Site Reliability Engineer (SRE) (Permanent) – Bangalore, India
Overview
Our financial services client is hiring two permanent Site Reliability Engineers (SREs) in Bangalore to help improve platform reliability, scalability, observability, and operational excellence across cloud-first services. This is a hands-on engineering role focused on production stability, automation, and continuous improvement in a regulated environment.
Role Details
- Location: Bangalore, India
- Employment Type: Permanent (2 positions)
- Work Model: Onsite/Hybrid (depending on client policy)
Key Responsibilities
- Own and improve service reliability, availability, latency, and performance across critical platforms.

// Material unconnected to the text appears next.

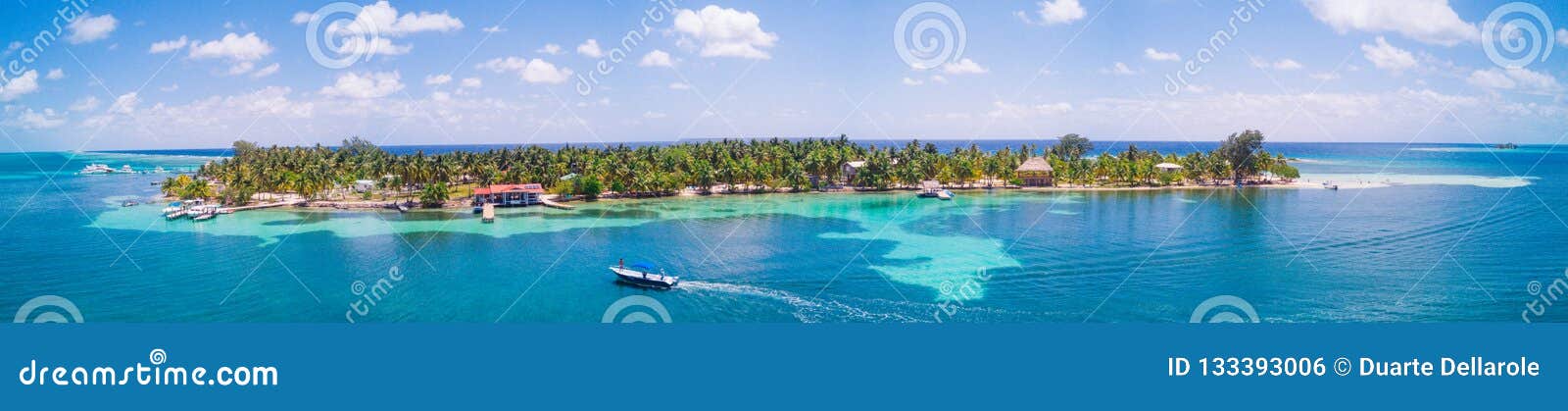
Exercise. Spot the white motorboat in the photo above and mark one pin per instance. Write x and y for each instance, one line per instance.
(96, 170)
(643, 275)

- Build and enhance monitoring, alerting, and observability (metrics, logs, traces) to reduce MTTR and prevent reoccurrence.

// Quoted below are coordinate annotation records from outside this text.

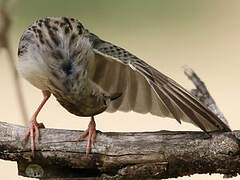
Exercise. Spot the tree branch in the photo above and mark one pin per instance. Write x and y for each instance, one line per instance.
(136, 155)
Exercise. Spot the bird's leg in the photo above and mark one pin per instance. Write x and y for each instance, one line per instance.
(91, 132)
(34, 125)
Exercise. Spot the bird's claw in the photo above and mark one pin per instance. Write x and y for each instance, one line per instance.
(91, 133)
(34, 127)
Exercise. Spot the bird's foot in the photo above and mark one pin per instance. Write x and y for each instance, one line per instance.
(91, 132)
(33, 127)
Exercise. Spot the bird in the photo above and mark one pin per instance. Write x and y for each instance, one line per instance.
(88, 76)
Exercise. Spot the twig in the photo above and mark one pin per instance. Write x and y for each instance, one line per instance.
(5, 44)
(135, 155)
(203, 94)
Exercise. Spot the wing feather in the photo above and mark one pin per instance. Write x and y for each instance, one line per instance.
(144, 89)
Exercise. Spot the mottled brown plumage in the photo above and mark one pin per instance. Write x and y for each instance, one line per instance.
(88, 75)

- Lead incident response and post-incident reviews (RCA), driving permanent fixes and reliability improvements.
- Automate operational tasks and reduce toil through scripting and tooling.
- Support and improve CI/CD pipelines and release practices to enable safe, frequent deployments.

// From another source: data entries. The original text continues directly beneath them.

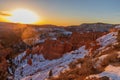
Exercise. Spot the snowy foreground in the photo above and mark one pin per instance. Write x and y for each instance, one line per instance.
(40, 68)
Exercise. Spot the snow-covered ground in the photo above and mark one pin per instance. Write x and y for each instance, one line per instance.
(41, 67)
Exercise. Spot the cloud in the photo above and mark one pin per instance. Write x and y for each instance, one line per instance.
(4, 13)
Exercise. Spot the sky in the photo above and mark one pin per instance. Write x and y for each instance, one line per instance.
(67, 12)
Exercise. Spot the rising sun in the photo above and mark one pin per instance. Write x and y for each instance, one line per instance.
(23, 16)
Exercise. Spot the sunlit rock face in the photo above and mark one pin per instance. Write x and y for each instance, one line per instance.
(54, 48)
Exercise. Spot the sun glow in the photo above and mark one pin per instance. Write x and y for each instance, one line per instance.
(23, 16)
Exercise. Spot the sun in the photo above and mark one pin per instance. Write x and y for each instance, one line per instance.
(23, 16)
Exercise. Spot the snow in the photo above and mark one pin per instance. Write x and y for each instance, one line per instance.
(113, 72)
(40, 67)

- Partner with engineering and infrastructure teams to implement reliability best practices (SLOs/SLIs, error budgets, capacity planning).
- Contribute to cloud architecture decisions across AWS and Azure, focusing on resiliency and cost/performance balance.
- Ensure platform operations align with security and compliance needs typical in financial services.
Required Skills & Experience
- Proven experience as an SRE / DevOps / Production Engineer supporting business-critical systems.
- Strong cloud experience across AWS and Azure (hands-on, production environment).
- Solid Linux and networking fundamentals (DNS, TLS, load balancing, routing concepts).
- Experience with Infrastructure as Code (e.g., Terraform, CloudFormation, ARM/Bicep).
- Strong automation/scripting skills (e.g., Python, Bash, PowerShell).
- Experience with containers and orchestration (e.g., Docker, Kubernetes).
- Observability tooling experience (e.g., CloudWatch/Azure Monitor, Prometheus/Grafana, ELK/Splunk, Datadog/New Relic-any relevant mix).
- Comfortable working in on-call / support rotations and handling major incidents calmly and methodically.
Nice to Have
- Experience in financial services or other regulated environments.
- Strong understanding of SRE practices: SLO/SLI, error budgets, capacity planning, chaos testing, reliability engineering patterns.
- Experience with service mesh, API gateways, or distributed tracing in microservices environments.
- Knowledge of security fundamentals in cloud environments (IAM, secrets management, hardening).